None of the words being used here are huge or uncommon either. Choosing the right word is just a matter of thinking of what you want to happen and coming up with the perfect word to describe how it will look, feel, and sound.
2. Make It Quick
Good action is fast-paced, but it’s hard for anything to go fast when you’re reading it. That’s why writing action means making it closer to real-life action and less like movie action. Take a fight, for example. There’s one huge different between a real fight and a movie fight that isn’t often brought up in conversation: fights in movies are LONG. If you’ve ever seen or been in a real fight, you’ll notice that they don’t last very long. Professional boxers have to rest after three minutes of action. Compare that to your favorite action movie star, who can take a beating for eight minutes straight without breaking a sweat. Watch an action scene in a movie and try writing it out, beat-for-beat, with vivid descriptions. You’ll fill ten pages after two minutes.
When writing an action scene, start by setting a word restriction. I try to keep my fights under 500 words. I try to keep chase scenes under 1000 words, and epic battles can be no more than 2000 words. You don’t have to use these restrictions but putting a limit on the number of words forces you to keep the action quick. You can use previous words describing everything little thing, and you can’t drag the sequence out of twenty pages.
If you must write a longer action scene, have the action unfold in phases. Say, for example, your hero is chasing down two bad guys. In that case, limit the chases to 1000 words per guy. Also, one is a car chase, and one is a foot chase. Break up the action so it feels like you’re still moving the story along and not halting the narrative with a 2000-word chase scene.
3. Keep The Stakes In The Forefront
All too often, I edit a book with a cool action scene in it and I comment in the margins “cool scene, but what’s the point of it?” Action for the sake of action works in the movies (and only movies of a particular genre) because that’s what the audience came to see. No one reads a book for the action. That’s why it is important to keep the stakes of your action scene as the focal point, at all times. Having a ticking clock is the easiest way to create believable stakes.
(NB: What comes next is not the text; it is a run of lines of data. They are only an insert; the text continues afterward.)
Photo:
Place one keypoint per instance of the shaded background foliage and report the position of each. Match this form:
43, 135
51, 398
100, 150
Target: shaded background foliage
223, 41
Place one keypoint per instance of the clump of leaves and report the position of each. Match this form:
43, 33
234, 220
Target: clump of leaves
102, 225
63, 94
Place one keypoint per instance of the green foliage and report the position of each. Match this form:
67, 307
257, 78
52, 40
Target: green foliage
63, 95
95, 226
The hero has to beat the bad guy before _____
Keeping your reader’s mind on the reason your hero must succeed is the best way to suck them into your well-written action. Once you’ve got the reader sucked in, you can move on to the next tip.
4. Handicap Your Hero
You know why it was so satisfying to watch Neo take on Agent Smith in the move, The Matrix? It’s because the whole movie hyped up how ridiculously overpowered the Agents were. Up until the end of that film, everyone who had fought an agent had died. That left the question in our minds, “how is he going to beat him?” Compare that to The Matrix: Revolutions where Neo and Smith were both almighty gods on equal footing with one another. A fight that was supposed to be epic turned out to be quite underwhelming. We’ve all read enough stories to know your hero is going to win, so its important what we are forced to wonder how that victory will happen.
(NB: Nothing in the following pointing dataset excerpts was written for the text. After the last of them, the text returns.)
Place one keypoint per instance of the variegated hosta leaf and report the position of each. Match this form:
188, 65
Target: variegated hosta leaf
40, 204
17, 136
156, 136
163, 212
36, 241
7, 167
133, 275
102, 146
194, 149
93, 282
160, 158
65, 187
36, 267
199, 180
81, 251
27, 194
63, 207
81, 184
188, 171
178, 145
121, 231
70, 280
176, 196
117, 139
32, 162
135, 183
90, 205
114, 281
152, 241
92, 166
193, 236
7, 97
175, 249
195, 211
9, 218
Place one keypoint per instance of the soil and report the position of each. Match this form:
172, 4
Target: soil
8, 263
There are two ways of handicapping your hero, so we don’t know how they’ll win: nerfing the hero, or buffing the villain. Nerfs and buffs refer to weakening or strengthening a character, respectively. You can nerf your hero by wounding them, putting a psychological obstacle in their way (example: the enemy is their best friend being mind-controlled), or their having lost something they need such as a weapon or an ability. Buffing the villain usually is just a matter of setting up the villain as already being loads more powerful than the hero, or having seemingly already triumphed in their conflict.